Now that I have the typical "forum" response out of the way, let's talk. Before moving for school, I worked for a vendor that serviced Safeguard properties, specifically lawn care.

Servicing Safeguard properties for 4 years, I have a pretty good understanding on what it takes to profit from $30/lawn. Some of you should be very familiar w/ this.

Anyways, I met up w/ a broker at the University. Needless to say, I'll be getting a call on Monday as far as what services I can provide. So I know a guy, that knows a guy, that can get me a list of properties.

What service is the most profitable?

I have access to just about everything. Trucks, trailers, lawn mowers, etc etc & no not push mowers, specifically eXmarks. To be completely honest, there's very little money to be made w/ lawn care, at least from my experience.

Clean out & removal?
Sanitation?
Evictions?
Locks?

Snow Removal is not an option at the moment.

Any help would be great! I don't mean to come across as a "smart a$$," but I know there's money to be made here, ....if you're efficient enough & have the resources.


From my experience, it's not that easy to profit from Safeguard servicing their lawns. I'd imagine this is true w/ evictions, locks, sanitation, clean-outs, etc. 

Don't bother w/ Safeguard & look for something else? If so, what?

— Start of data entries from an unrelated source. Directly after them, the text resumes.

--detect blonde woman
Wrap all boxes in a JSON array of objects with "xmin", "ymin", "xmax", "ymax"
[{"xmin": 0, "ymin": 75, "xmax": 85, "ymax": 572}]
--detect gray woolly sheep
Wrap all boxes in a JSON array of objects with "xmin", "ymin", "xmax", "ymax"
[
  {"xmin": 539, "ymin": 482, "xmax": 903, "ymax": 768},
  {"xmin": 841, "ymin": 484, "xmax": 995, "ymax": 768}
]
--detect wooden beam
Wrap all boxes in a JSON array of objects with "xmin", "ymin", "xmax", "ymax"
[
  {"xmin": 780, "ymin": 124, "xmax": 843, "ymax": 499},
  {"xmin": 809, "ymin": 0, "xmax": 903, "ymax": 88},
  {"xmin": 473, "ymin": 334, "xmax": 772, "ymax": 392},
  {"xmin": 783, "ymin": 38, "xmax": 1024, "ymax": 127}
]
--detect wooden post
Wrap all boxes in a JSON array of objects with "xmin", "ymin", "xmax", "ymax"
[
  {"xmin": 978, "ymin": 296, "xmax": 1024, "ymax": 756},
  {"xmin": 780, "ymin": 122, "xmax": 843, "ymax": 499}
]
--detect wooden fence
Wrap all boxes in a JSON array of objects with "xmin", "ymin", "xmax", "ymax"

Also, I'll be working w/ another gentleman starting out. As soon as they're trained in, I'll be attending school while they work for me. I'll be the boss here. -Laugh, I know. I've been doing this for a few years. Let's get the B.S. out of the way. Don't get mad

trollllllllllllll lol I love forums


----------



## Wannabe (Oct 1, 2012)

Sounds like you have it going for ya. I would do ALL those listed services--lots of money to be made. Go get 'em.


----------



## REO2Rentals (Sep 18, 2012)

05LGT said:


> "Run away & never look back."
> 
> Now that I have the typical "forum" response out of the way, let's talk. Before moving for school, I worked for a vendor that serviced Safeguard properties, specifically lawn care.
> 
> ...



HOW DEEEEEP IS YOUR POCKETS [email protected]@k:boxing::boxing::hang:


----------



## 05LGT (Nov 2, 2012)

Wannabe said:


> Sounds like you have it going for ya. I would do ALL those listed services--lots of money to be made. Go get 'em.


Too expensive to start out. I need something small to begin w/ & not enough workers for the whole works.


----------



## 05LGT (Nov 2, 2012)

REO2Rentals said:


> HOW DEEEEEP IS YOUR POCKETS [email protected]@k:boxing::boxing::hang:


 
Not very. I'm only 20 years of age. I currently have 16k in savings, & another 9k in investments.

I'm down 7k in student loans.

I'm saving for a tri-plex to rent out to my fellow colleagues

I grew up in the upper-middle class. I have access to quite a few resources, & would like to take advantage of them. 

So, what's it guna be guys? 

Train in a pair of High school students, pay them $9/hr & have them cut grass, & call it a day or do something else? Repair costs for lawn service is extremely high. -feed for trimmes, gas, oil, flat tires, blades, belts, etc.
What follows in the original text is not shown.